If you're a diehard gardener who boasts a beautiful yard full of herbs, fruits, and gorgeous flowers, then you already know the struggle of trying to fit as many plants as you can in a limited space. This doesn't always end well unless you plan your crops accordingly, and that usually means practicing the art of companion planting. Companion planting basically means planting different species of crops near each other in order to harvest the benefits that one or both plants can potentially give each other. Benefits include pest deterrence and better health. If you are looking to add some delicious melons to your garden, then strongly consider planting a suitable companion plant for them, such as corn.

Corn isn't always the best option for companion planting if you're growing most other common crops. It is pretty risky growing corn and tomatoes side by side because they tend to have similar pests, and the same goes for eggplants and peppers. However, melons belong to the Cucurbitaceae family, whereas the hookworm, a common tomato pest, only attacks members of the nightshade family Solanaceae. If you're still a bit skeptical about planting corn and melons together, then you may want to take a look at the full range of benefits they provide for each other.

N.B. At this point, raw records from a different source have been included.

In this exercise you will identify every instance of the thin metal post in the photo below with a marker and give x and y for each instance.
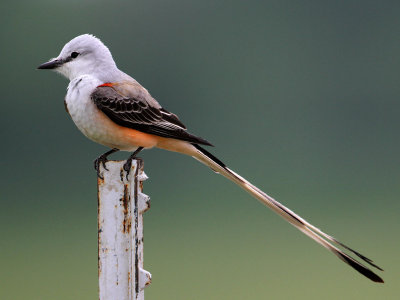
(121, 205)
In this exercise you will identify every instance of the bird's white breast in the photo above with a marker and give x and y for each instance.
(88, 118)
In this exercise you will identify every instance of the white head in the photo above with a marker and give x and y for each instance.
(84, 54)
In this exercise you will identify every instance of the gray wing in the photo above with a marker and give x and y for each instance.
(136, 113)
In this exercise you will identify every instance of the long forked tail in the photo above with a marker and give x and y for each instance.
(313, 232)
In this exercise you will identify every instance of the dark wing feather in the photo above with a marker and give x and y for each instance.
(137, 113)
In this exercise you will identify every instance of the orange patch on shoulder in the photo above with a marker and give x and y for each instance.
(106, 84)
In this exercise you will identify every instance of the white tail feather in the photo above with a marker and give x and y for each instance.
(308, 229)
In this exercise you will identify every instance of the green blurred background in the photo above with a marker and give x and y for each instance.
(300, 97)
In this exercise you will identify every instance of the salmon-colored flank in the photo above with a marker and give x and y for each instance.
(106, 84)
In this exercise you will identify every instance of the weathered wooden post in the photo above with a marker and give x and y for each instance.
(121, 205)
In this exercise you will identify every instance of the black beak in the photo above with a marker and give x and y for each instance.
(51, 64)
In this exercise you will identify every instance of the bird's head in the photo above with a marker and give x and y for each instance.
(84, 54)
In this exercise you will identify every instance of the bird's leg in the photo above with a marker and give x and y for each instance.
(102, 159)
(128, 164)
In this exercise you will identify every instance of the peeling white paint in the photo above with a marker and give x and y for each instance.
(120, 216)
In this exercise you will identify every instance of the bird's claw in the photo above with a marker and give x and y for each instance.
(102, 159)
(127, 167)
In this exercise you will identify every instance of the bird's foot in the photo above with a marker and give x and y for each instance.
(101, 160)
(128, 164)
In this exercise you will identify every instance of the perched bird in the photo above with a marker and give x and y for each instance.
(113, 109)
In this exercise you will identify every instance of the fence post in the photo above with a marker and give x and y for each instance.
(121, 205)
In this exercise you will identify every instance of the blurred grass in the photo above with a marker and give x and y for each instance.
(301, 98)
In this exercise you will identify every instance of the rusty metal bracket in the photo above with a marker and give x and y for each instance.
(121, 205)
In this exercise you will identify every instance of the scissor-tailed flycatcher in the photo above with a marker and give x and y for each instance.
(113, 109)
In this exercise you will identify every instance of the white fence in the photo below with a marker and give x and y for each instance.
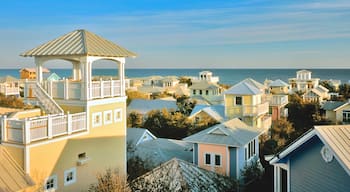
(45, 127)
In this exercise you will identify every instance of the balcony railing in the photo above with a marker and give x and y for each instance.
(277, 100)
(248, 110)
(69, 89)
(41, 128)
(9, 90)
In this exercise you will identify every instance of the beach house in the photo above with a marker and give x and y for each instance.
(81, 130)
(245, 101)
(317, 161)
(226, 148)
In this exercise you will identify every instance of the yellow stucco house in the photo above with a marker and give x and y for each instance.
(82, 127)
(245, 101)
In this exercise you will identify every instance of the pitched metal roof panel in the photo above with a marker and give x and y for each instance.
(79, 42)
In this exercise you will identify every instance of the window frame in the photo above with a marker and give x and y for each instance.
(116, 111)
(105, 115)
(72, 170)
(94, 115)
(55, 182)
(240, 99)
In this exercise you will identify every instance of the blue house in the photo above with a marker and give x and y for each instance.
(317, 161)
(226, 148)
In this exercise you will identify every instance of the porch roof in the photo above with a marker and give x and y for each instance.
(82, 43)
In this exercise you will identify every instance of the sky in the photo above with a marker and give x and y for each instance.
(187, 33)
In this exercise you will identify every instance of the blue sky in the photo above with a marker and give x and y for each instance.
(188, 34)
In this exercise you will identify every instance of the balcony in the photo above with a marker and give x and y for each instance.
(248, 110)
(9, 90)
(31, 130)
(277, 100)
(71, 90)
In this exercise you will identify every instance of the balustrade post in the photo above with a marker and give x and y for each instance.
(66, 89)
(26, 129)
(49, 126)
(112, 87)
(69, 123)
(4, 128)
(101, 88)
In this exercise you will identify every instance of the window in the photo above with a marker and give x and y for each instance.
(250, 150)
(212, 159)
(107, 117)
(238, 100)
(51, 183)
(118, 115)
(70, 176)
(96, 119)
(217, 160)
(346, 116)
(207, 159)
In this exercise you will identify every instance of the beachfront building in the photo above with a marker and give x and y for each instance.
(245, 101)
(318, 161)
(337, 111)
(82, 122)
(278, 99)
(303, 81)
(205, 76)
(226, 148)
(9, 86)
(30, 73)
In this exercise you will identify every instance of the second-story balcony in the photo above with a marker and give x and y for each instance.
(277, 100)
(26, 131)
(247, 110)
(72, 90)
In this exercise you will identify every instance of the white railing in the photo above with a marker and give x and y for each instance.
(68, 89)
(277, 100)
(46, 101)
(9, 90)
(248, 110)
(46, 127)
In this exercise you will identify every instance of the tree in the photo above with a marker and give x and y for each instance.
(134, 119)
(110, 181)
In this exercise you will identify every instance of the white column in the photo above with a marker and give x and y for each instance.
(39, 70)
(49, 126)
(69, 123)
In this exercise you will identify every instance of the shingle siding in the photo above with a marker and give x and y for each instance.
(309, 172)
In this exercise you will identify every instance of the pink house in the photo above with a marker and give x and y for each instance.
(226, 148)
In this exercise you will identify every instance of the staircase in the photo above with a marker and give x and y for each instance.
(46, 102)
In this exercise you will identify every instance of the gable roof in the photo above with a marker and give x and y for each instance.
(235, 133)
(79, 42)
(217, 112)
(243, 88)
(177, 175)
(254, 83)
(332, 105)
(204, 85)
(135, 135)
(12, 177)
(7, 78)
(160, 150)
(336, 137)
(144, 106)
(278, 83)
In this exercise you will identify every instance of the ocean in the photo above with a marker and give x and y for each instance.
(227, 76)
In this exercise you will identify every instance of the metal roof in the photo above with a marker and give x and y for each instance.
(243, 88)
(235, 133)
(178, 175)
(337, 137)
(79, 42)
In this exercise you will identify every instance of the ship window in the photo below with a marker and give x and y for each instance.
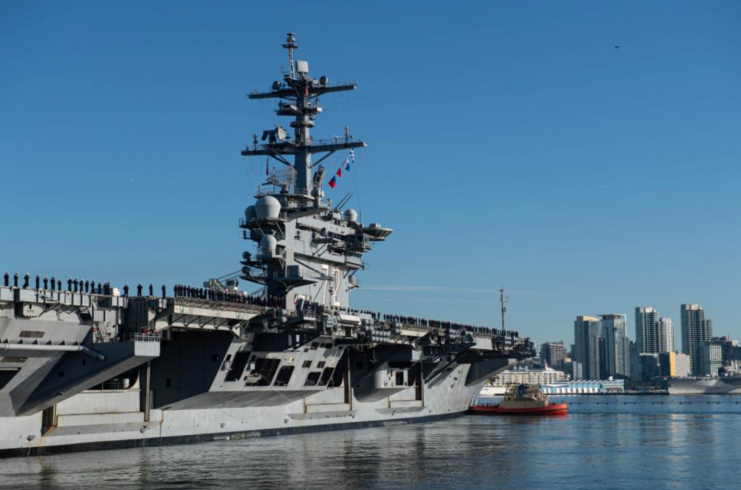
(337, 378)
(326, 376)
(312, 378)
(284, 376)
(6, 375)
(266, 369)
(237, 366)
(16, 360)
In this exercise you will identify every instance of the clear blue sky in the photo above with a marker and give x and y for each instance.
(510, 144)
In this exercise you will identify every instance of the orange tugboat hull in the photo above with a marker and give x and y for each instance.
(552, 409)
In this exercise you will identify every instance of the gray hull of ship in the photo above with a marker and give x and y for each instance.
(110, 419)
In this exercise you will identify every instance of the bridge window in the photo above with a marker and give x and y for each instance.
(266, 369)
(284, 376)
(312, 379)
(6, 375)
(326, 376)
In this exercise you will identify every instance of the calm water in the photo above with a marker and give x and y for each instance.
(620, 442)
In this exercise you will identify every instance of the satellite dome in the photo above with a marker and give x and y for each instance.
(351, 215)
(267, 207)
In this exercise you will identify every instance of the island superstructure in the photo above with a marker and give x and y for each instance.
(85, 365)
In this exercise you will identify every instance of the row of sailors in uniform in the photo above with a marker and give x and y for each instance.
(54, 284)
(86, 286)
(75, 285)
(411, 320)
(228, 296)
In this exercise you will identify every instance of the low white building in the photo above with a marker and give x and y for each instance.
(528, 376)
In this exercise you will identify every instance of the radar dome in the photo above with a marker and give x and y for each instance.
(267, 245)
(351, 215)
(267, 207)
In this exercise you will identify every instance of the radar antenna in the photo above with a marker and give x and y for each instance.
(290, 46)
(503, 300)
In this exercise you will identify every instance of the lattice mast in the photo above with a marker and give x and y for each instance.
(299, 94)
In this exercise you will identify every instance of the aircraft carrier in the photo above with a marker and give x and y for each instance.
(86, 365)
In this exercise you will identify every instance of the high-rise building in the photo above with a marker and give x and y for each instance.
(696, 329)
(553, 353)
(647, 330)
(683, 365)
(666, 335)
(710, 356)
(616, 356)
(587, 340)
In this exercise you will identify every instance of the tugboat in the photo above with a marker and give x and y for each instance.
(522, 400)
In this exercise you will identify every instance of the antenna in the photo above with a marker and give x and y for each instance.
(290, 46)
(503, 300)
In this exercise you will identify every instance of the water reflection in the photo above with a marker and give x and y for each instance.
(605, 442)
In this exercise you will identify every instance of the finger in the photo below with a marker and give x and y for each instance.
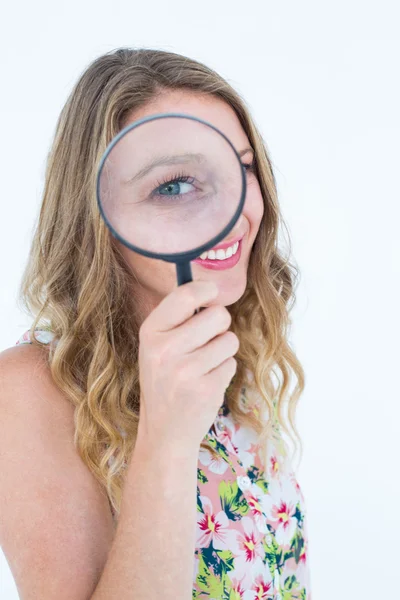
(179, 305)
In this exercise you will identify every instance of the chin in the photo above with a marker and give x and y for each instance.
(231, 295)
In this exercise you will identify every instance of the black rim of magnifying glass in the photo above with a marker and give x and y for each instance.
(177, 257)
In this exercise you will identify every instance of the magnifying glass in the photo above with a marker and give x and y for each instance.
(171, 186)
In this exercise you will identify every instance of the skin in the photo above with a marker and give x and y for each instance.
(154, 279)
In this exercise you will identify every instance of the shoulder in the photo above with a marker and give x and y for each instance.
(26, 382)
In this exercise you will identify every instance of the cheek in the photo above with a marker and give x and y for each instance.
(150, 273)
(254, 208)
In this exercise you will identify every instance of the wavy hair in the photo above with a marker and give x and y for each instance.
(77, 284)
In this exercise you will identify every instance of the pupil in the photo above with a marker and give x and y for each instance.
(171, 188)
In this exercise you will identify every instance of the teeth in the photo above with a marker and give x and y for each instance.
(220, 254)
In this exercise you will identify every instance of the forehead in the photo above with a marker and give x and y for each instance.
(204, 106)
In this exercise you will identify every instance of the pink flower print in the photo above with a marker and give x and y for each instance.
(214, 527)
(255, 499)
(274, 466)
(262, 588)
(249, 567)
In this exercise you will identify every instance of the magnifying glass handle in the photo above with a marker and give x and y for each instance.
(184, 275)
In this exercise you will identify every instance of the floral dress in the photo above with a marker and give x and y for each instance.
(251, 530)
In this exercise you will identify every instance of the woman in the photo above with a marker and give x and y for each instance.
(129, 472)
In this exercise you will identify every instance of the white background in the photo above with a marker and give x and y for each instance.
(322, 81)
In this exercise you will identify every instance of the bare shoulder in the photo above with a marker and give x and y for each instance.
(56, 526)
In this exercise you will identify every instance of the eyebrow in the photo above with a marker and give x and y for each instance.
(245, 151)
(166, 160)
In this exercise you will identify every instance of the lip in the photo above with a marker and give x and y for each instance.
(221, 265)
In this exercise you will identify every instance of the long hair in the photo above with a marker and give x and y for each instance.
(77, 283)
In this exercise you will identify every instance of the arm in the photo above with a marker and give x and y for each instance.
(152, 555)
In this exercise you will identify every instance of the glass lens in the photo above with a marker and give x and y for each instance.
(170, 185)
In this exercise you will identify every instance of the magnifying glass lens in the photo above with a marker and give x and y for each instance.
(170, 185)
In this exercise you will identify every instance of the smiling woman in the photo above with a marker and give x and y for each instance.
(146, 439)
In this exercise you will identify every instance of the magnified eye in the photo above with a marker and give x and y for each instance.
(175, 187)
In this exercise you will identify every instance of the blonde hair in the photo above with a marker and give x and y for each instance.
(77, 283)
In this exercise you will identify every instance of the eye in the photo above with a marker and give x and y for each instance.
(249, 167)
(175, 187)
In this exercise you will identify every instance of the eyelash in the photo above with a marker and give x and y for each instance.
(178, 178)
(181, 178)
(250, 167)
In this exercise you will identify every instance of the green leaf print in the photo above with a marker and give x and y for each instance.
(263, 484)
(201, 476)
(271, 553)
(211, 584)
(291, 589)
(297, 545)
(232, 500)
(299, 515)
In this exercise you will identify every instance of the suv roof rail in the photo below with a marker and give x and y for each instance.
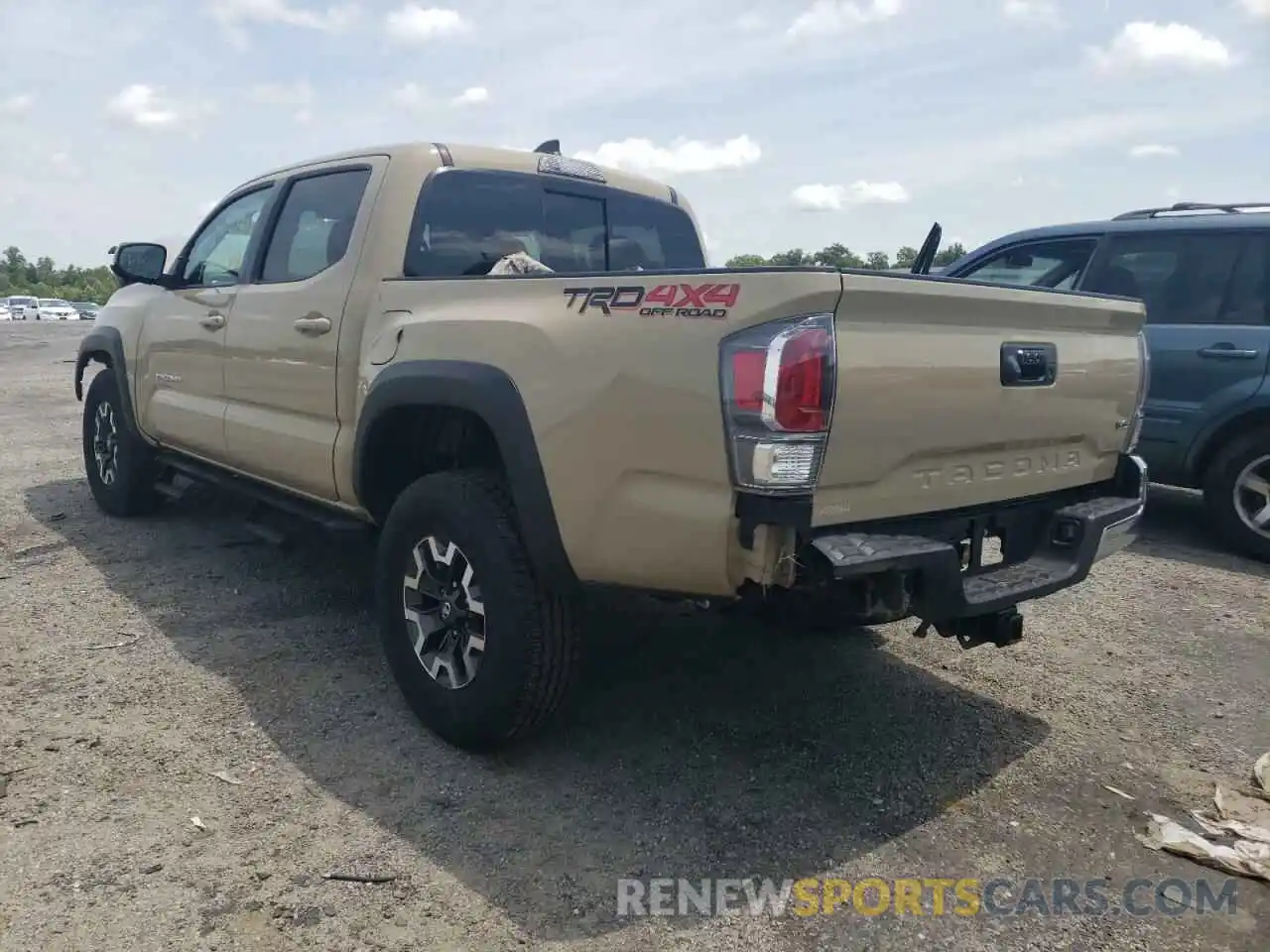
(1225, 208)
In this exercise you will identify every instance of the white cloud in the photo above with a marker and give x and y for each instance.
(828, 17)
(834, 198)
(1044, 12)
(298, 96)
(412, 96)
(683, 155)
(471, 96)
(234, 13)
(146, 107)
(16, 104)
(64, 164)
(1142, 44)
(420, 24)
(1152, 150)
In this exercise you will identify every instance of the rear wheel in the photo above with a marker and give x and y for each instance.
(481, 653)
(118, 462)
(1237, 494)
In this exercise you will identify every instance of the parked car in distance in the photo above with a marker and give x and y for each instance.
(54, 308)
(1205, 275)
(22, 307)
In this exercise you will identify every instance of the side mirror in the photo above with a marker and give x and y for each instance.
(139, 262)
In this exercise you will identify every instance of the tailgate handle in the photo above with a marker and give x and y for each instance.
(1028, 365)
(1228, 352)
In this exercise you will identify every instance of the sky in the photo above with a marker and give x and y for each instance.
(788, 123)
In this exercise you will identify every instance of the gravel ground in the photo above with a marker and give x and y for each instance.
(143, 657)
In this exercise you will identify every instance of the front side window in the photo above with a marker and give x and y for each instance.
(1182, 277)
(466, 221)
(1048, 264)
(316, 225)
(217, 253)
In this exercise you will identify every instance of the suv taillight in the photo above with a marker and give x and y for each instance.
(1143, 386)
(778, 382)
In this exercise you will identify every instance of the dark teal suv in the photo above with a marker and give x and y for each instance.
(1205, 275)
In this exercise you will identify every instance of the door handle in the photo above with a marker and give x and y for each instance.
(316, 325)
(1228, 352)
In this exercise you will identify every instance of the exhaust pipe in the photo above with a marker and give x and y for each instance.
(1001, 629)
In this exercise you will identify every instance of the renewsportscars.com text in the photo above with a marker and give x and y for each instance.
(962, 896)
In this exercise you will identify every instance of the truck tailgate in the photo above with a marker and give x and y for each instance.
(926, 417)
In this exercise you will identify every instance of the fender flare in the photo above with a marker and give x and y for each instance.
(1214, 431)
(105, 340)
(489, 394)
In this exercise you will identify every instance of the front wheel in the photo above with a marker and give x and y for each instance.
(118, 463)
(1237, 494)
(481, 653)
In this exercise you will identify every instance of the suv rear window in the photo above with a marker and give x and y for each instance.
(465, 221)
(1206, 277)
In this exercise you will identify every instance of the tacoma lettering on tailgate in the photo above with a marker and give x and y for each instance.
(1014, 467)
(697, 301)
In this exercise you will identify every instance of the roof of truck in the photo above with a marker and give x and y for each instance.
(470, 157)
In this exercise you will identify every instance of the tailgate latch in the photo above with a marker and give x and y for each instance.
(1028, 365)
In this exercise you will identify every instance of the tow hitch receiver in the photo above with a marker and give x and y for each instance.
(1000, 629)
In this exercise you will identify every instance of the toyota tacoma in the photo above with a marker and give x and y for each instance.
(517, 370)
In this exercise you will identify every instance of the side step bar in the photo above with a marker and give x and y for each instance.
(180, 467)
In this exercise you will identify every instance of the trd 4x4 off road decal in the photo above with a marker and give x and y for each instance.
(698, 301)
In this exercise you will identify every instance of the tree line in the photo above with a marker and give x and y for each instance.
(841, 257)
(44, 278)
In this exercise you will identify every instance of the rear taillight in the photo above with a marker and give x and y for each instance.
(778, 382)
(1143, 386)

Melon protects corn from weeds and helps retain moisture

Companion planting usually works well when the crops possess opposite requirements and needs, but melon and corn share a lot of similarities. Corn is a stalky plant that towers over other plants, while melons are climbing and creeping plants. According to Better Homes & Gardens, because of this, melons are able to cover the soil around the corn stalk, giving no room for weeds to steal nutrients. This characteristic also means that melon leaves act almost like a natural mulch, covering the ground and preventing moisture from escaping. This means you won't have to worry about watering as much as usual.

Melon and corn plants also require a lot of nutrients to produce a healthy, quality yield. Their perfect synchronization means that you don't have to worry about fertilizing too little or too much. Since they both benefit from more nutrients, fertilizing both at once will suffice. Half the work for the full effect never sounded so good.

Things to remember when companion planting melon and corn

When companion planting, it's important to know where to position your crops in order to harness all the benefits of having them side by side. Growing melons in particular calls for proper calculation because they need to be spaced well enough from each other and given enough room for their vines to creep along the ground. The distance depends on the species of melons, but a spacing of about five to eight feet should do for most types. Melons are also perfect for a raised garden bed rather than just being planted in the ground. This helps with soil drainage, an essential requirement of melons. 

Being a tall plant, corn gives plenty of shade to the crops below it. You can plant your corn near enough to the melons for them to benefit from the soil cover that the melon leaves provide, but not too close that it shades the fruit. Some people believe melons benefit from the shade that corn provides, but melons do best with full sunlight for several hours per day.